Toujours en tête, et entre deux rangées de badauds éberlués, ils atteignirent la rue Lafayette dont les deux voies étaient séparées par des ronciers. Quelle mouche piqua "Tom-hatt", quand d'une ruade il expédia son compagnon dans les rosiers. Egratiné et sanguinolent "Lous-tic" remonta sur la bécane pour rejoindre son complice qui l'attendait en ricanant.

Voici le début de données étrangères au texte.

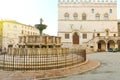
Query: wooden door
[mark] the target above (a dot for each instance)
(75, 38)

Enfin la dernière ligne droite, avec au bout le Rupella (il faisait soif!) Le sprint s'engagea... se voyant débordé, Nanar, une seconde fois, bouscula le prétendant à la victoire. C'en était trop ! A quelques mètres de la ligne blanche, et au grand étonnement d'une foule hilare, nos deux acolytes mirent pied à terre pour en venir au mains... Le flic le plus proche, craignant le pire, crut bon d'inetervenir, mais mal lui en prit puisqu'il en perdit son képi... pour laisser place à l'arrivée, la vraie, avec les vrais coureurs !
Un livre, nous pourrions écrire... Pour en savoir davantage, interrogez Nanar, la chouette et d'autres...
Pour moi, Zizi, je ne l'oublierai pas.